Un mondo in costante mutamento e costellato da crisi perpetue comporta l’esigenza di professionalità in grado di supportare il sistema Paese nel processo di trasformazione e rilancio, come più volte sottolineato anche dal presidente Draghi.

Guardando solo agli ultimi 20 anni, ci accorgiamo di come siano stati caratterizzati da grandi shock di diversa origine, ma tutti di enorme e durevole impatto per le società: dagli attentati dell’11 settembre 2001 al fallimento di Lehman Brothers, che ha travolto i mercati internazionali, fino alla pandemia di Covid-19, a cui si è aggiunta la guerra ucraino-russa di cui stiamo vivendo ora dopo ora i drammatici sviluppi.

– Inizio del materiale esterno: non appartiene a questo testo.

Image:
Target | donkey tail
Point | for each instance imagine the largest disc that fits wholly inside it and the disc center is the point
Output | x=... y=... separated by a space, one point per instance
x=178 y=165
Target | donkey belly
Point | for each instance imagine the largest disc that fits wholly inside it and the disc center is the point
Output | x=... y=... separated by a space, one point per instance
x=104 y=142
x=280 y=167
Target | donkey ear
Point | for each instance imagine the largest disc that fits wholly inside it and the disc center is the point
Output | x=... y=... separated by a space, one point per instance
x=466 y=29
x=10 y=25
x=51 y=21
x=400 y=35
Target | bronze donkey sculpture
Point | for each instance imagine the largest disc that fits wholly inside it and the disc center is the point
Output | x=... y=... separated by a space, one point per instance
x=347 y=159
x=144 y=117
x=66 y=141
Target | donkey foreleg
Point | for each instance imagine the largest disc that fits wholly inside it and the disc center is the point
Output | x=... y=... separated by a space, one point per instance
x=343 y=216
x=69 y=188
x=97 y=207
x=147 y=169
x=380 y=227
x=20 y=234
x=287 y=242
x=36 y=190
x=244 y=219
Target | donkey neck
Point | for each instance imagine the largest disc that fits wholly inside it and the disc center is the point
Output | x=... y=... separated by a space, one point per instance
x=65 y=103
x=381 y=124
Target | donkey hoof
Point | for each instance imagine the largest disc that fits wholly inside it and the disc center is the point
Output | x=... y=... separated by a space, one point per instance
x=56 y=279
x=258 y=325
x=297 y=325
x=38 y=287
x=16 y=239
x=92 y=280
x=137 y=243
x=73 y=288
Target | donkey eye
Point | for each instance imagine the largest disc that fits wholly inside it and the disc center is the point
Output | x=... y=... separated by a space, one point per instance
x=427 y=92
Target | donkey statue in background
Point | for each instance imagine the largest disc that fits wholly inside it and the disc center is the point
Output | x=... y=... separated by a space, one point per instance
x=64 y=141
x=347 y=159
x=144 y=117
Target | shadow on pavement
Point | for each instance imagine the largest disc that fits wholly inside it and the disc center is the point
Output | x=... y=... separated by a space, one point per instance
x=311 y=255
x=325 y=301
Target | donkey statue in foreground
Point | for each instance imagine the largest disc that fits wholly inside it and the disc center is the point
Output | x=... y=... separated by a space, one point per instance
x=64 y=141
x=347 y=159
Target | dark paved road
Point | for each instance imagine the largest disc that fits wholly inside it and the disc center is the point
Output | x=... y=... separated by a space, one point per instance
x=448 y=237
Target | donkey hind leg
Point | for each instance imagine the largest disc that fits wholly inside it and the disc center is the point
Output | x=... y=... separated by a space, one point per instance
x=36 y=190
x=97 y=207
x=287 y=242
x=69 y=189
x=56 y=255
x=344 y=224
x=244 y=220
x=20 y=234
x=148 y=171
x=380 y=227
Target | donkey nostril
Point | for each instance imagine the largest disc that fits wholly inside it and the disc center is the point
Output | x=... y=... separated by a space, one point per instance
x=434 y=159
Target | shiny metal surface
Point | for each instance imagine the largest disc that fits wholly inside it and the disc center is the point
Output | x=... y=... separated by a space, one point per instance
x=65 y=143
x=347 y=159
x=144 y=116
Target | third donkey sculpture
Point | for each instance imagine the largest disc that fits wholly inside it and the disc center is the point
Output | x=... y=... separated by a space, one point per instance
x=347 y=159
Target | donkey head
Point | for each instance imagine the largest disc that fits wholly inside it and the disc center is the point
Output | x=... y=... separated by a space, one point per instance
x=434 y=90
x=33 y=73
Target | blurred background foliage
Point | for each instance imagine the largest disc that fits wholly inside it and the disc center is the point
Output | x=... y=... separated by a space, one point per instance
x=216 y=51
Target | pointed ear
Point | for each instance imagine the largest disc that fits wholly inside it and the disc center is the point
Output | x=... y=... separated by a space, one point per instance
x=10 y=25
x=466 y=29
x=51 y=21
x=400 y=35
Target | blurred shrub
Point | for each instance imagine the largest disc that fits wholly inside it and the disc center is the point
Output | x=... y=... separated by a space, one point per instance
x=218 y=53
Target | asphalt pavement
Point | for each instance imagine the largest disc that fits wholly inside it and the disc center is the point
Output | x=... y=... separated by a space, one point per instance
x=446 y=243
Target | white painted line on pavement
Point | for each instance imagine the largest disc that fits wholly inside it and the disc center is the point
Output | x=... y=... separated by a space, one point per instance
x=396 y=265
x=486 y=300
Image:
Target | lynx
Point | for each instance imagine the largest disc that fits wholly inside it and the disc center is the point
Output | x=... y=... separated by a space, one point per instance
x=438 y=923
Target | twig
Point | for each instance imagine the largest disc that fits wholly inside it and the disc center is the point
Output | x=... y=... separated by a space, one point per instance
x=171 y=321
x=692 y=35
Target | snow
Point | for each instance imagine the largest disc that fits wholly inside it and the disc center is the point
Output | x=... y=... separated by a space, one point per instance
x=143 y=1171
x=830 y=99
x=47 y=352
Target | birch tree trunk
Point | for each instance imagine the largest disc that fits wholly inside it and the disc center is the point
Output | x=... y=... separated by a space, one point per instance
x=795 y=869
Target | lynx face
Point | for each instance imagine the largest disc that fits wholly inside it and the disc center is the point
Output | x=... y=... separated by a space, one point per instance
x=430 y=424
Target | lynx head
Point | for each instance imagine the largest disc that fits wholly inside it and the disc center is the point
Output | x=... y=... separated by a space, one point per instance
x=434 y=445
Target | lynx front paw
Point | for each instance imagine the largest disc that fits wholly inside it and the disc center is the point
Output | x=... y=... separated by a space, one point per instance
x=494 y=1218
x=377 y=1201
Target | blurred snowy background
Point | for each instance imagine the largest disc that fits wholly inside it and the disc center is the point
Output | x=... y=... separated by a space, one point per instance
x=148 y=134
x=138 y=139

In Italia, più che in altri Paesi, gli andamenti ciclici si sovrappongono a gravi debolezze strutturali. Basti pensare alla morfologia del nostro sistema produttivo, composto da una moltitudine di pmi fortemente radicate sui territori, spesso distanti dall’apparato istituzionale centrale. Ciò è in parte riconducibile ad una stratificazione amministrativa particolarmente articolata, ma anche alla progressiva lacerazione del ruolo un tempo svolto dai corpi intermedi, che in questa fase è cruciale recuperare per l’efficace ed efficiente messa a terra delle nuove politiche di sviluppo.

Dallo scenario descritto emerge la necessità di investire sull’apprendimento di nuove competenze (reskilling) e sul rafforzamento di quelle esistenti (upskilling), integrandole in un piano sistemico di interventi e riforme.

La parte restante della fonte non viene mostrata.